When you are being bombarded with women from all over the world, how can you be sure you don't pick the wrong one? How do you know she is not the one? You care about her a little less each day. You no longer look forward to her emails. You would never admit it to her, but you ignore her I.M.'s. You have joined another dating site, hopefully to find someone else. She starts disagreements with your ex regarding your children. She carries "tales" about you that she "heard on the street". She starts trouble with you and your friends. You honestly wish you knew how to get rid of her. She makes you feel guilty for not making time for her. If she tells you every single day that your family doesn't like her. (What does she want you to do about it?) She constantly tells you, you don't make enough money and you need a better job. She tells you, you should go back to court and get your child support reduced. She tries to make you buy things for her she knows you can't afford. All of your family and friends avoid being around her, avoid talking about her, and simply do whatever they can to pretend she just doesn't exist!

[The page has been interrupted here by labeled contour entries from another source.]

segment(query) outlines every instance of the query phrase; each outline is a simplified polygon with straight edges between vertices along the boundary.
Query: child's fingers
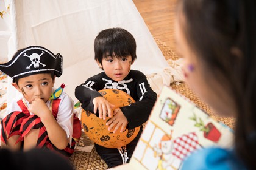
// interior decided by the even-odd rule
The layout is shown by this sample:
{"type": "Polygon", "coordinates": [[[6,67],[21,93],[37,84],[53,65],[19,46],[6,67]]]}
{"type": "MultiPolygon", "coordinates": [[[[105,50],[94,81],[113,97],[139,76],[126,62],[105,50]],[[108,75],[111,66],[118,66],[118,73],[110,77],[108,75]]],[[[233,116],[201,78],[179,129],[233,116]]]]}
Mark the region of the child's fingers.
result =
{"type": "MultiPolygon", "coordinates": [[[[99,118],[102,118],[102,107],[101,104],[98,106],[98,111],[99,112],[99,118]]],[[[97,110],[96,110],[97,112],[97,110]]]]}
{"type": "Polygon", "coordinates": [[[97,109],[98,109],[98,103],[94,103],[94,107],[93,107],[93,112],[94,114],[97,113],[97,109]]]}
{"type": "Polygon", "coordinates": [[[102,114],[103,114],[103,119],[105,120],[106,119],[106,116],[107,116],[107,108],[106,108],[106,106],[104,105],[102,106],[102,114]]]}
{"type": "Polygon", "coordinates": [[[123,123],[122,126],[121,126],[120,132],[122,133],[126,129],[126,125],[127,124],[123,123]]]}
{"type": "Polygon", "coordinates": [[[115,133],[118,130],[118,129],[120,127],[121,124],[122,124],[122,123],[120,123],[116,124],[116,126],[115,127],[115,129],[113,131],[113,132],[115,133]]]}
{"type": "MultiPolygon", "coordinates": [[[[106,123],[106,125],[107,126],[111,126],[112,124],[112,123],[114,121],[114,120],[116,119],[116,118],[115,117],[112,117],[112,118],[110,118],[108,121],[108,122],[107,122],[107,123],[106,123]]],[[[112,129],[112,128],[111,128],[111,129],[112,129]]],[[[111,129],[110,129],[110,130],[111,130],[111,129]]],[[[110,131],[110,130],[108,130],[108,131],[110,131]]]]}

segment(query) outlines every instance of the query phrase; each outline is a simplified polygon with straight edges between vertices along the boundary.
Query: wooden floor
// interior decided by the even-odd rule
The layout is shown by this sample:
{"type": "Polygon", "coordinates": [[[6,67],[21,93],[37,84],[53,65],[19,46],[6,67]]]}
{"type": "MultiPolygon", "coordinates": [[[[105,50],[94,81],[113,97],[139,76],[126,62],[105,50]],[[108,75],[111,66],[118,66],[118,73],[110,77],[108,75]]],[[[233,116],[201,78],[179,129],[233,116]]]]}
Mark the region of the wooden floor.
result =
{"type": "Polygon", "coordinates": [[[177,0],[133,0],[151,34],[175,51],[173,22],[177,0]]]}

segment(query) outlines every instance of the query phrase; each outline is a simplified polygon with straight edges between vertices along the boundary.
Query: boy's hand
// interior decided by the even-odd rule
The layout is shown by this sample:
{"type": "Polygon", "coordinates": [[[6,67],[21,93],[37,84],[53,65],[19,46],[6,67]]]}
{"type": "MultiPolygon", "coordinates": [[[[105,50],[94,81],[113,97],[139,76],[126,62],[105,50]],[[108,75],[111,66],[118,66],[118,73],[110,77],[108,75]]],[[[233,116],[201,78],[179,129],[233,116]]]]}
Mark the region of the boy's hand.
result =
{"type": "Polygon", "coordinates": [[[104,120],[106,119],[107,114],[109,117],[113,117],[113,109],[115,107],[115,105],[109,103],[104,97],[99,96],[94,98],[93,100],[93,112],[97,112],[97,109],[99,112],[99,118],[104,120]]]}
{"type": "Polygon", "coordinates": [[[47,113],[51,113],[44,101],[39,98],[35,98],[31,102],[28,110],[40,118],[47,115],[47,113]]]}
{"type": "Polygon", "coordinates": [[[116,125],[113,132],[115,133],[121,127],[120,132],[122,133],[126,129],[126,125],[128,124],[127,119],[120,108],[115,109],[114,115],[106,124],[107,126],[109,126],[108,130],[111,131],[116,125]]]}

If you are going to get involved with online dating, you must realize it is a competition. We are all looking for the love of our life and to live happily ever after. Right? To compete, you must have the right profile to introduce to the singles online. I can't say this enough: Your responses or lack of is a reflection of your profile! If you aren't getting the responses you want TO your profile? It is because OF your profile! To out run the competition, you are going to have to clean it up! The User Name, the Photo, and the Essay Questions. When someone sees your online dating page you want them to want to get to know you. This has to happen for you to out run the competition! Your Profile page needs to speak for you! It is your Introduction. What do you want it to say? "I am lonely, desperate, unworthy of a good mate, bored and boring, friendless, etc."? Or would you like it to say: "I am so much fun I can simply entertain myself and have a blast! If you are lucky and play your cards right, I might be generous and allow you to step into my world for just a little while.
1) Dress to impress. When it comes to approaching women, fashion plays a major role. Think about this; would a sexy hot woman rather talk to a guy wearing great clothes, or some punk wearing dark, torn, dirty clothing? Just be sure to dress in a way that is great for women to look at, but most importantly, make you feel comfortable. You see, when you feel comfortable, and you know it, the women around you will also notice and"tune in" to your every movement. Most women will not admit it, but they always love a man who wears great clothing. 2) Acquire better grooming habits. This works in conjunction with the previous tip. Be sure you always smell great and look in excellent groomed condition. Before you even think of approaching a woman, make sure you at least brush your teeth. You will not imagine the number of guys who literally forget to brush and end up "missing out" the entire night. Try to make just a personal daily habit to brush and clean up. This tip may sound petty, but a lot of guys will forget the most basic things and lose out on picking up a great sexy woman.